Chapter 46
My office building sat on a quiet and desolate street on the outskirts of downtown Baltimore. I never liked going into it after hours. On weekdays I was never one of the last ones to leave, especially in the fall and winter, when the days got shorter and sunlight disappeared. Coming to the building on a Saturday night was even creepier. Ernie the guard was not there, and the only way to get into the building was by entering a pass code into the front door. I'd never used it before, and as I punched in the numbers, I wondered if a camera was recording my entrance.
I did not care. I even looked up at the corners and the ceiling of the main lobby, imagining a hidden electronic globe capturing my mission of determination. I was not doing anything wrong. I just wanted information.

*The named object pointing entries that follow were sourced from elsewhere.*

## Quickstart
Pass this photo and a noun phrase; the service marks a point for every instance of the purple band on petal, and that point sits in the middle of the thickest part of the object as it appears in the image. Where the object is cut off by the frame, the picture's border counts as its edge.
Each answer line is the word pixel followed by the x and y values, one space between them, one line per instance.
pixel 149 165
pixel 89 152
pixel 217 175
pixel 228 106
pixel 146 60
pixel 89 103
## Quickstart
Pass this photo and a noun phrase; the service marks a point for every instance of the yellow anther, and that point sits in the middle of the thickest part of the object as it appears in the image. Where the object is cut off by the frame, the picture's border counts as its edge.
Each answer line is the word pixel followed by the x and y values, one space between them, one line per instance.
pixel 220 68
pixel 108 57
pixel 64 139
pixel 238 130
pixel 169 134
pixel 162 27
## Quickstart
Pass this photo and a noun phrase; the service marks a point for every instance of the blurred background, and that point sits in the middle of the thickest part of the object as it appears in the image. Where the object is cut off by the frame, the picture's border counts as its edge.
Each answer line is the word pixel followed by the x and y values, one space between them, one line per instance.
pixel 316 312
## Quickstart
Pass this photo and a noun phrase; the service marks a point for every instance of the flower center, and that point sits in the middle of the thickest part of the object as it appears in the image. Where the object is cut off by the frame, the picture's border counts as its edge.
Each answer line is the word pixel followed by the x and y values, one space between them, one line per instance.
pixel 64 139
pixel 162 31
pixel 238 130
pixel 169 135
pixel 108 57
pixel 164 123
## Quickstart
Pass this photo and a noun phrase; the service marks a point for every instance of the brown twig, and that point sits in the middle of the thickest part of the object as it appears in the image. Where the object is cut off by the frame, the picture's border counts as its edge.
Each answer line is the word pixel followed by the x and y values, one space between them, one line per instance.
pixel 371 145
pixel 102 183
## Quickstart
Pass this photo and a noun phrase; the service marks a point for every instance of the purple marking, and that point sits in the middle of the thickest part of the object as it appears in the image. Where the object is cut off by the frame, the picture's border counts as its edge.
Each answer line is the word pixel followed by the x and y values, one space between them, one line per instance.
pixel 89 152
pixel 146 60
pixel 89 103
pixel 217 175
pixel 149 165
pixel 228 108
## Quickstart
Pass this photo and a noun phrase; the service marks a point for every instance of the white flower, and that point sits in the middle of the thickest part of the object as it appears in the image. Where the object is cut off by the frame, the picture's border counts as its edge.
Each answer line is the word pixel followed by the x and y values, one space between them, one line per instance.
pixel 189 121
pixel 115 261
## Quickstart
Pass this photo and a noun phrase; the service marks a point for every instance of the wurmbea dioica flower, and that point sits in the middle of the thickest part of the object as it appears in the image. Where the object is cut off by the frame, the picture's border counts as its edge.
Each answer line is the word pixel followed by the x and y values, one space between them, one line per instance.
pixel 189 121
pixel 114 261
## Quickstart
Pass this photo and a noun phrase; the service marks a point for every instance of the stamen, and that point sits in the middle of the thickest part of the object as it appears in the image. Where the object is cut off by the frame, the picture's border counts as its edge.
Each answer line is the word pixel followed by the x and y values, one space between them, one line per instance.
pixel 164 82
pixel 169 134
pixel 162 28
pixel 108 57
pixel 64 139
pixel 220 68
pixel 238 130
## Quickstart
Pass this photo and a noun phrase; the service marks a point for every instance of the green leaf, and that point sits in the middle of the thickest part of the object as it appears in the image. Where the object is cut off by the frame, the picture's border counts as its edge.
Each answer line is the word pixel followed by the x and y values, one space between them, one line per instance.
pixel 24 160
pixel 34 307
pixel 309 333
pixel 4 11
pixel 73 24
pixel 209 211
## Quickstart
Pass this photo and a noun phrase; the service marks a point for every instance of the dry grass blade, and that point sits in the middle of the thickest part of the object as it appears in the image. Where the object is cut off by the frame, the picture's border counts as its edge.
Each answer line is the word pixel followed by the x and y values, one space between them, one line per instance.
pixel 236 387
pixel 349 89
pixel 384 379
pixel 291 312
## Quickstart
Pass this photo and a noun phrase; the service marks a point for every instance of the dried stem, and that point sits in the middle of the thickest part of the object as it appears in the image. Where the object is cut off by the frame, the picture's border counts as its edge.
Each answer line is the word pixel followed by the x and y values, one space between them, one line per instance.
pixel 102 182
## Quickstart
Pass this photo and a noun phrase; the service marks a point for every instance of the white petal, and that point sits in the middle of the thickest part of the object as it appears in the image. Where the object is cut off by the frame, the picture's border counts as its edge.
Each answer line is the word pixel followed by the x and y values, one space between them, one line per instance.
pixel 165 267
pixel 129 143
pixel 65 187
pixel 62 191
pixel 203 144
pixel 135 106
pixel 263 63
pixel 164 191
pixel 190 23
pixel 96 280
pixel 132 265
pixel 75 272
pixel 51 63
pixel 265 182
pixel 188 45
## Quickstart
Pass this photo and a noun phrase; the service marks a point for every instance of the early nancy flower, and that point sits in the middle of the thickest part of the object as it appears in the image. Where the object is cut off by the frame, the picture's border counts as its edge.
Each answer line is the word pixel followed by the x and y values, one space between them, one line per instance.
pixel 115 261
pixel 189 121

I was up on the fourteenth floor, standing outside the entrance to Holding Hands Agency, within mere minutes. Using my keys, I opened the front office door, walked through the narrow hallway, and then unlocked the secure room where charts for every single client and foster family we worked with were stored. Due to Ava's diligent efforts to ensure the agency operated at superior efficiency, I knew it would be a cinch to grab the Monroes' chart containing all the paperwork and history of their interactions with the agency. I stepped into the cramped room, which smelled of old paper and cardboard boxes. Despite Ava's commitment to proper storage and organization, she still kept things old school. There were no computer records. Just old-fashioned files, boxes, and binders.
I walked to the file cabinet where the files detailing our foster families' lives were kept. Quickly finding the folder labeled
LMN
, I fingered through the charts to find the Monroes.

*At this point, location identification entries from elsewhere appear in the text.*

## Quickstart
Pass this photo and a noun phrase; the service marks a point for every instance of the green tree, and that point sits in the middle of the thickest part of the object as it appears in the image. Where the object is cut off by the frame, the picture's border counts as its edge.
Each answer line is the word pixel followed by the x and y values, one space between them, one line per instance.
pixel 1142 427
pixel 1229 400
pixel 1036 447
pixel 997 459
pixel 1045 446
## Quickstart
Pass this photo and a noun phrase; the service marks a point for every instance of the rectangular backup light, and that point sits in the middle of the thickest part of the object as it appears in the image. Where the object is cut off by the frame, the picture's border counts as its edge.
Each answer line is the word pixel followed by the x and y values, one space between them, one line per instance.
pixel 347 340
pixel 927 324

“Lacy, McDonald, Miller, Nevins.” I read and reread the alphabetized names on the chart labels. “Miller, Nevins . . . Where is Monroe?” I tapped my finger at the place where their chart should have been.
Charts were never out of place in the chart room at Holding Hands. If a chart was not where it belonged, it would be clearly signed out on the sign-out sheet Ava kept near the door of the secured room. I headed to the corkboard by the doorway, where the sign-out sheets hung, and flipped through them. There was no record of the Monroes' chart being taken out of the room.
“That's odd. Where could it be?” I wondered out loud, noticing the echo my voice made in the tight room.
I was about to leave the room when something out of place caught the corner of my eye. At the back of the room was an old desk that we sometimes used to peruse charts when there was no rush or need to check them out, like reviewing a chart to remember a court date, a birth date, an important name or address.
Usually the desk sat empty, except for the occasional coffee mug or stress ball that a coworker accidentally left behind. Tonight, however, there was something else on the small, shaky desk.
A chart.
And it was open.
Instinctively I knew it was what I had been looking for, and my gut feeling was proven correct as I neared it and saw the large black
M
on the side of the chart tab.
Monroe, Horace and Elsie.
The chart had been left open at a peculiar place, I noted, the part of the file that listed the hobbies, recreational activities, and interests of the foster family; and most of the activities listed for the Monroes had something to do with Second Zion Tabernacle. I skimmed the opened page.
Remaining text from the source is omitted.